2002 zogen Susanne W.'s Kinder bei dem vermeintlichen Pädagogen ein - im Frühjahr ihre jüngste Tochter (6) und ihr Sohn (8), später auch die ältere Tochter (10). »Die Trennung von ihnen fiel mir schwer. Nach jedem Telefongespräch mit den Kindern war ich in Tränen aufgelöst«, erzählt die Mutter. »Ich freute mich, wenn mich die Kleinen alle paar Wochen besuchten. Allerdings wich ihnen ihr Pflegevater dann nicht von der Seite, und er lehnte auch immer meinen Wunsch ab, eines der Kinder übers Wochenende zu mir zu nehmen. Heute weiß ich: Er wollte verhindern, dass meine Kinder sich mir anvertrauen.«
Vorwürfe macht die Verkäuferin der Arbeiterwohlfahrt: »Obwohl dort schon 2003 erste Hinweise auf einen möglichen Missbrauch der Kinder bekannt waren, hat mich niemand informiert«, sagt die Mutter. Dass die Vorwürfe damals nicht bewiesen werden konnten, will sie nicht als Entschuldigung gelten lassen: »Ich hätte jedes Risiko ausgeschlossen und meine Kinder in jedem Fall aus der Pflegefamilie geholt.«
Erst im Frühjahr 2005, nachdem sich ein Mädchen der Pflegemutter offenbart hatte, waren die Kinder der Verkäuferin sowie ein weiteres Pflegemädchen aus Bielefeld aus der Familie genommen worden. Michael N. kam in Haft und hatte damit auch keinen Zugriff mehr auf die Tochter seiner Lebensgefährtin. »Ich musste meine drei Kinder ganz neu einkleiden, als sie bei mir ankamen. Wofür der Mann die 120 000 Euro ausgegeben hatte, die ihm vom Jugendamt für die Pflege der drei gezahlt worden waren, ist mir ein Rätsel«, sagt Susanne W.

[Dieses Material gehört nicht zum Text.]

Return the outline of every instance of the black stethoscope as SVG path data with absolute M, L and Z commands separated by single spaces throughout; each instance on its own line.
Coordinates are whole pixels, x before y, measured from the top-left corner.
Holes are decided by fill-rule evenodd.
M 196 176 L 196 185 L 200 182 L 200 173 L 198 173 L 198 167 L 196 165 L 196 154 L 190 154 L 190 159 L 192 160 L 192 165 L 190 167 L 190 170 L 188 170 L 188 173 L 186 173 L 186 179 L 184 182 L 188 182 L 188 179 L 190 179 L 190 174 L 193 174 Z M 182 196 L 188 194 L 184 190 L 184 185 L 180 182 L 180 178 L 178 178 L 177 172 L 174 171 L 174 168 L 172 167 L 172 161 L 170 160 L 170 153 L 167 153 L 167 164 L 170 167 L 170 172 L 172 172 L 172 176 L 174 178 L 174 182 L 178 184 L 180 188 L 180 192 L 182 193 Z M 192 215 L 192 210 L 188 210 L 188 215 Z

Die Geschwister leben seit dem vergangenen Jahr wieder bei ihrer Mutter, die inzwischen geheiratet hat. »Wir sind jetzt eine richtige Familie - auch wenn die traumatischen Erlebnisse der Kinder ein normales Alltagsleben nicht zulassen«, sagt Susanne W. »Meine älteste Tochter weint manchmal nachts stundenlang, so dass ich sie nicht zur Schule schicken kann. Auch im Unterricht ist sie schon in Tränen ausgebrochen.« Und ihr Sohn, der kein Opfer sexueller Übergriffe geworden sei, leide unter den körperlichen Züchtigungen, die er in der Pflegefamilie habe erdulden müssen: »Davon hat er uns erst jetzt berichtet. Der Pflegevater soll ihn aus nichtigen Anlässen mit einem metallenen Schuhanzieher auf den Rücken geschlagen haben. Außerdem hat mein Sohn erzählt, er habe zur Strafe stundenlang in der Ecke stehen müssen - einmal von morgens bis in die Nacht.« Nur zu den Mahlzeiten habe er sich an den Tisch setzen dürfen. Rechtsanwältin Heike Klockemann, die die Familie vertritt, hat deshalb bei der Staatsanwaltschaft Detmold eine weitere Strafanzeige gegen Michael N. erstattet.
Der Prozess gegen den falschen Lehrer, der bislang nur ein Teilgeständnis abgelegt hat, wird am 17. Mai fortgesetzt.